PROJECT SUMMARY
Infection with non-typhoidal Salmonella is a significant cause of diarrheal disease worldwide, causing
approximately 150 million illnesses and 60,000 deaths each year. In the gastrointestinal tract, S. Tm encounters
the resident commensal bacteria (gut microbiota). The gut microbiota protects the host against invading
pathogens (colonization resistance) and limits pathogen expansion. Propionate, a short-chain fatty acid
produced by members of the gut microbiota, is predicted to mediate colonization resistance against S. Tm by
down-regulating invasion and inhibiting growth. As a successful pathogen, S. Tm may possess mechanisms to
mitigate the toxic effects of propionate. Discovery of the prpBCDE operon, which enables S. Tm to metabolize
propionate into pyruvate, provided initial insight into the ability of S. Tm to overcome propionate inhibition.

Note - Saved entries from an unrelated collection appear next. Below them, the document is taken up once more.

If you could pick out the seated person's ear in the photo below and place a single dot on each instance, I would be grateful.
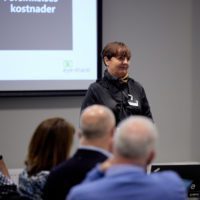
(3, 167)
(150, 157)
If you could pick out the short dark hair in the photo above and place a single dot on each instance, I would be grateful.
(50, 144)
(116, 49)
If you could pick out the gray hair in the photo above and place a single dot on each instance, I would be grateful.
(135, 137)
(96, 121)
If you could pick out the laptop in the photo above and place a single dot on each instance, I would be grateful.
(189, 172)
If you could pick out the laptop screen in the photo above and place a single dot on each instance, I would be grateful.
(189, 172)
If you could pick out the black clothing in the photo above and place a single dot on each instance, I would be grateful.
(123, 98)
(70, 173)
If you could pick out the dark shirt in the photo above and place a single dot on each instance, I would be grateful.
(70, 173)
(123, 98)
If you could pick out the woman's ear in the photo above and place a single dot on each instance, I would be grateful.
(106, 61)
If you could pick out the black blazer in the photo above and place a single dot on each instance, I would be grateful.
(71, 172)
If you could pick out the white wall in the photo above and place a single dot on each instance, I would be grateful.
(164, 38)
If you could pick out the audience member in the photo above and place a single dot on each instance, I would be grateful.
(123, 176)
(50, 145)
(8, 189)
(97, 124)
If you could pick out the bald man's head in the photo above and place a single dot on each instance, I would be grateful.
(135, 138)
(96, 121)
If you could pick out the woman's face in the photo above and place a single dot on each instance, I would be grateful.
(117, 66)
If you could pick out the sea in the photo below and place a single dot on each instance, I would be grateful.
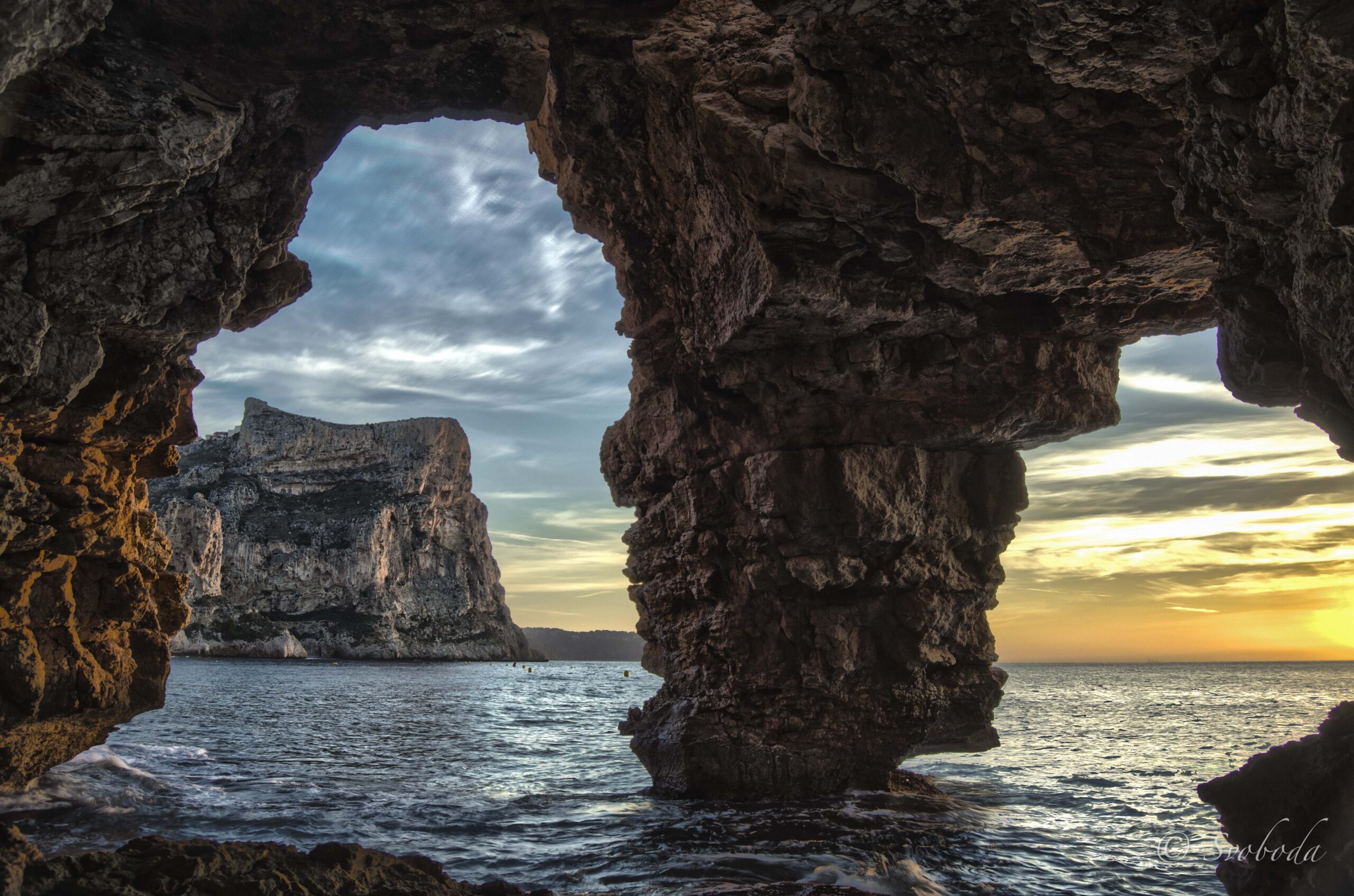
(518, 773)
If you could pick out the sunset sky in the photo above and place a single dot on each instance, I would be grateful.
(449, 282)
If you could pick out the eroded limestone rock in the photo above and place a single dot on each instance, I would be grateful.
(1289, 815)
(304, 538)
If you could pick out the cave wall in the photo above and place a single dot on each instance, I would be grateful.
(868, 252)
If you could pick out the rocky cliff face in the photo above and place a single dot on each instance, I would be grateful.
(868, 251)
(300, 537)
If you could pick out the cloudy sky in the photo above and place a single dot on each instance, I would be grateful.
(449, 282)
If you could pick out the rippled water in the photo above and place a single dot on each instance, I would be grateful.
(506, 773)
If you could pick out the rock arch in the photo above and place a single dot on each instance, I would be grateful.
(868, 252)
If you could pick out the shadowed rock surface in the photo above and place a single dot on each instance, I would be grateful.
(158, 866)
(868, 251)
(557, 643)
(1289, 814)
(304, 538)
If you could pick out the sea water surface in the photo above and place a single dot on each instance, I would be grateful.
(500, 772)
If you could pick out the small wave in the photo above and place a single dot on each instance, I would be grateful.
(103, 759)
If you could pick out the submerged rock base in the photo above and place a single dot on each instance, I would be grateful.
(1289, 815)
(156, 866)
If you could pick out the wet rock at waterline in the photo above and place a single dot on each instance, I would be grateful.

However, it remains unknown under what conditions S. Tm uses the prpBCDE operon to eliminate intracellular
propionate. During infection, the host's inflammatory response provides electron acceptors that allow S. Tm to
metabolize diverse nutrients into carbon sources to support pathogen growth. My data suggests that propionate
serves as a carbon source for S. Tm, specifically during anaerobic respiration when inflammation-derived
electron acceptors are present. In preliminary experiments, I determined that inflammation-derived electron
acceptors also alter propionate-dependent changes in expression of S. Tm invasion machinery. Thus,
inflammation-derived electron acceptors may provide S. Tm with the opportunity to eliminate the inhibitory effects
of propionate and fuel growth during infection. Indeed, my pilot studies demonstrate that propionate metabolism
benefits S. Tm in vivo as a wildtype strain of S. Tm had a growth advantage over a prpC mutant strain in mouse
models of S. Tm gastroenteritis. Therefore, the central hypothesis of this proposal is that S. Tm metabolizes
propionate in the inflamed gut to regulate its invasion and support its luminal growth, ultimately allowing this
pathogen to overcome propionate-dependent colonization resistance. To test this hypothesis, I will use an
innovative combination of commensal members of the gut microbiota and S. Tm mutant strains along with germ-
free and conventional mouse models to explore how S. Tm contends with propionate during infection.
Experiments proposed in Aim 1 will determine if propionate serves as a carbon source to fuel S. Tm growth in
vitro and in vivo. In Aim 2, I will identify if gut inflammation and anaerobic respiration are required for propionate
metabolism to be beneficial to S. Tm during infection. Aim 3 will investigate if propionate metabolism not only
fuels growth by providing a carbon source during respiration but by signaling to S. Tm to decrease invasion. If
successful, this research will challenge the dogma that short-chain fatty acids inhibit Salmonella growth in the
gut. This project will describe how S. Tm mitigates the detrimental effects of propionate by metabolizing this
metabolite into a usable carbon source to fuel growth. Expected findings will provide a deeper understanding of
a novel mechanism used by this bacterial pathogen to evade the intestinal microbiota and establish infection.